İddiaya göre rezidansın otoparkında Kutsal Hazar Eymen Kara, halası Zerrin Akça'nın kullandığı cipten indi. Bir süre sonra Akça, cipi hareket ettirdi. Küçük Eymen, bir süre yanında koştuğu aracın altında kalıp, yaşamını yitirdi. O anlar, otoparkın güvenlik kameralarına yansıdı. Gözaltına alınan Zerrin Akça ise ifadesinin ardından serbest bırakıldı. Olayla ilgili yürütülen soruşturmanın ardından Zerrin Akça hakkında 'taksirle ölüme neden olma' suçundan 2 yıldan 6 yıla kadar hapis cezası istemiyle İzmir 14'üncü Asliye Ceza Mahkemesi'nde dava açıldı.
'İNTİHARA TEŞEBBÜS ETTİM'
Davanın dün görülen 3'üncü duruşmasına, Eymen'in babası Adem Kara ile taraf avukatları katıldı. Önceki duruşmalarda ifadesi alınan tutuksuz sanık Zerrin Akça, olaydan sonra intihar teşebbüsünde bulunduğunu ve psikolojik tedavi gördüğünü belirterek, "Ne ceza verirseniz verin, zaten yaşamıyorum. Araca bindiğimizde Eymen arkada oturuyordu. Aracın kapılarını kilitleyip, kilitlemediğimi hatırlamıyorum. Nasıl indiğini fark etmedim. Araçta elektrik tesisatıyla ilgili arıza vardı" dedi. Baba Adem Kara ise sanığın duygu sömürüsü yaptığını ileri sürüp, olayın ardından Akça'nın Türkiye'yi dolaştığını, kahkahalar attığını, en ağır cezayı almasını istediğini söyledi.
'FERYAT FİGAN AĞLIYORDU'
Duruşmada tanıklar da dinlendi. Olay sonrasında bir arkadaşını ziyaret etmek için gittiği rezidansın lobisinde bir hareketlilik fark ettiğini belirten Dr. Y.A.A., "Bir telaş hali vardı. Kalabalığın bulunduğu yere gittim. Kucağında çocuk taşıyan bir kadın gördüm. Çocuğu yere bırakmasını istedim. Doktor olmam nedeniyle kontrol ettiğimde nefes alamadığını fark ettim. Nabzı atmıyordu, kalp masajına başladım.
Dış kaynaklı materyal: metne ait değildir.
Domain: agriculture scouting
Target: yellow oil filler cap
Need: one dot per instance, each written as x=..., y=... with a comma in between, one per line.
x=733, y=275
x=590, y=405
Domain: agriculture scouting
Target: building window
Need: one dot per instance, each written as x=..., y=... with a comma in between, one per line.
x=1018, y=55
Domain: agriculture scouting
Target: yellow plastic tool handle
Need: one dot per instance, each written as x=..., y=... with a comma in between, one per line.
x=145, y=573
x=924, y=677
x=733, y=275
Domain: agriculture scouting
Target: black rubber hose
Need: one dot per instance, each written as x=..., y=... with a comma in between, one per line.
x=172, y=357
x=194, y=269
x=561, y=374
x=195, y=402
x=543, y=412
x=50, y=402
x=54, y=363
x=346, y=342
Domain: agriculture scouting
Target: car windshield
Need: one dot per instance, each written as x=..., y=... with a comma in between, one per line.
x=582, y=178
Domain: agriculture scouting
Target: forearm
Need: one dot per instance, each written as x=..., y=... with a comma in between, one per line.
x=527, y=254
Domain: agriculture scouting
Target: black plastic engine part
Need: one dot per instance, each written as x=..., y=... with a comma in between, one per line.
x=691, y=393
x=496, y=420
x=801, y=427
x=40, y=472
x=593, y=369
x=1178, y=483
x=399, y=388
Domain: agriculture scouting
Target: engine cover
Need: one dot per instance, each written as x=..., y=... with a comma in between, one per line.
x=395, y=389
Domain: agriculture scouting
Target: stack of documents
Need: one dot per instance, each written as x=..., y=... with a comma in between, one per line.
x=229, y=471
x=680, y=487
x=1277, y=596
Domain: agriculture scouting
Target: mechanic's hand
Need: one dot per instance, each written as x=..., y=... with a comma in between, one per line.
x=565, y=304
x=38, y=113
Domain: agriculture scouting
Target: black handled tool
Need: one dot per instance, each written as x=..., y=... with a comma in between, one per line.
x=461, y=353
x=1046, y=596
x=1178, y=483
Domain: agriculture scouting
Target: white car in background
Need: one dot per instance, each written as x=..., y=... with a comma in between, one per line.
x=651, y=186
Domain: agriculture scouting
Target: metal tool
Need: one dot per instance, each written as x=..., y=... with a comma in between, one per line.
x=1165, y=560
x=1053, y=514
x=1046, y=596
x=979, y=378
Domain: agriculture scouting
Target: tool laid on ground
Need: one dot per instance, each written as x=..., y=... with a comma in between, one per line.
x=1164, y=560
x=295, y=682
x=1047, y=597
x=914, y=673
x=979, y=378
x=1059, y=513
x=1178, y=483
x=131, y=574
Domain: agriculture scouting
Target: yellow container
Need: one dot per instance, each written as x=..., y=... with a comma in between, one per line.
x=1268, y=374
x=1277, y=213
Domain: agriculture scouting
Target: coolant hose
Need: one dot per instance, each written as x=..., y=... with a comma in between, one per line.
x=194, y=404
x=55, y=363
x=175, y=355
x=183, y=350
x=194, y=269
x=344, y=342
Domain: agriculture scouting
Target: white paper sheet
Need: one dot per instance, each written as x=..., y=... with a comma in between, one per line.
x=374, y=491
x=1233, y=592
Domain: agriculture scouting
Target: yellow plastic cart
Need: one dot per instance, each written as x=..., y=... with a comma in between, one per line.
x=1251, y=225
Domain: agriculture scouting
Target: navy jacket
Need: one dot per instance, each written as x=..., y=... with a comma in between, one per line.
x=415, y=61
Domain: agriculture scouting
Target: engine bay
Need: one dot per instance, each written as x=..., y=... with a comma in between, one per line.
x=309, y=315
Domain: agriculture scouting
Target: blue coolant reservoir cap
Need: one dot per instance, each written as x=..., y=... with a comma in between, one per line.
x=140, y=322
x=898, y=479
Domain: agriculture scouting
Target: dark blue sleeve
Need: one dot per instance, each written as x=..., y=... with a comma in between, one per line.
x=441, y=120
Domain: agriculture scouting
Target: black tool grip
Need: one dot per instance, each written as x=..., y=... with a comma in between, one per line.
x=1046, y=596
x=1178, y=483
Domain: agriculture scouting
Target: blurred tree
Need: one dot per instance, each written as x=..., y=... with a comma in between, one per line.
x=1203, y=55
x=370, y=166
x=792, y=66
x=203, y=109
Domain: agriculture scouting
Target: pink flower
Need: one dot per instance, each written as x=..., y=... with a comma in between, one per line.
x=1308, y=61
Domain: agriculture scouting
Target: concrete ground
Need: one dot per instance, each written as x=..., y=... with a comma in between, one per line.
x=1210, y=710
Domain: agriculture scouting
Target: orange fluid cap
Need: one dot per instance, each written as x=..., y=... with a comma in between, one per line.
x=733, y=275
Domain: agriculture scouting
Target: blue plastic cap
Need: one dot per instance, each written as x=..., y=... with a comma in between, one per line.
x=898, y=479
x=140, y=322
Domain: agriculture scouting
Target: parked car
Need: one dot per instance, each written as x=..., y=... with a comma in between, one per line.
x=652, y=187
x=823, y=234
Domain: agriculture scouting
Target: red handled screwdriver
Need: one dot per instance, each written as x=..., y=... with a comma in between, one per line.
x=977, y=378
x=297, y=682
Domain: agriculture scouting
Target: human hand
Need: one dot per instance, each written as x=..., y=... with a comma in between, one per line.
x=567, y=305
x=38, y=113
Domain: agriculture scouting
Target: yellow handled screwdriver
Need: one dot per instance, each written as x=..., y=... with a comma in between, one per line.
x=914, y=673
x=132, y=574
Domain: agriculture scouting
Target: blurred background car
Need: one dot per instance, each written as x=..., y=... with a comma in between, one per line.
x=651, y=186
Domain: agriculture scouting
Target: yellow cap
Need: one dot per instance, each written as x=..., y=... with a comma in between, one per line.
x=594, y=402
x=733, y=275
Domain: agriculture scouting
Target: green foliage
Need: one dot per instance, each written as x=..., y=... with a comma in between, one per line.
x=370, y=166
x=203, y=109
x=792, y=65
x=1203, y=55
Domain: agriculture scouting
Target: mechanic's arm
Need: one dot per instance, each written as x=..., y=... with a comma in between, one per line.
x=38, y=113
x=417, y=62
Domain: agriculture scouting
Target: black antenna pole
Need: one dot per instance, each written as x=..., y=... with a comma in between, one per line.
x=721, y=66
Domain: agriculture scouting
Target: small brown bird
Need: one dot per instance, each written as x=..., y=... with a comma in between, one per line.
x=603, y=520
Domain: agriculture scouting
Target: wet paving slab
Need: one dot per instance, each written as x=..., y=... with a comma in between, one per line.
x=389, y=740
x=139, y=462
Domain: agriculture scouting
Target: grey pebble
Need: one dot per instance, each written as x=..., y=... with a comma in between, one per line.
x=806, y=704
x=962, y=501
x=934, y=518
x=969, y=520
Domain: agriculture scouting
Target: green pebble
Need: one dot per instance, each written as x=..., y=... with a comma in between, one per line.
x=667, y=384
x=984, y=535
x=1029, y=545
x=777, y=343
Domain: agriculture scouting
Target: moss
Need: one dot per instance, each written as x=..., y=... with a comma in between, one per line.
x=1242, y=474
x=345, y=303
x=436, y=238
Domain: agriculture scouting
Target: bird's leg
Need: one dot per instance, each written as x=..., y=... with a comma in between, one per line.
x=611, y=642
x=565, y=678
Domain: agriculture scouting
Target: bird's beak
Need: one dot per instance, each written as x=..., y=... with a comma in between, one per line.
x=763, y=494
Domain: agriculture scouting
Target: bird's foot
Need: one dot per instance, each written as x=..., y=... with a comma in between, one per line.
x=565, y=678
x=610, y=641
Tam hatırlamamakla beraber kulak ya da başının arka tarafında bir kanama vardı. Çocuğu getiren kadına, çocuğun yaşamadığını, bu aşamadan sonra geri dönüşünün olmayacağını söyledim. Kadın feryat figan ağlıyordu. 'Ne olur olmasın, ölmesin' diye, yalvarıyordu. Sağlıkçı olduğumu, kalp masajına devam etmemi söyledi. Ben de 112 ekipleri gelene kadar kalp masajına devam ettim. Sonra da gelen 112 ekibi çocuğu alıp hastaneye götürdü. Sonrasında çocuğun vefat ettiğini öğrendim" dedi.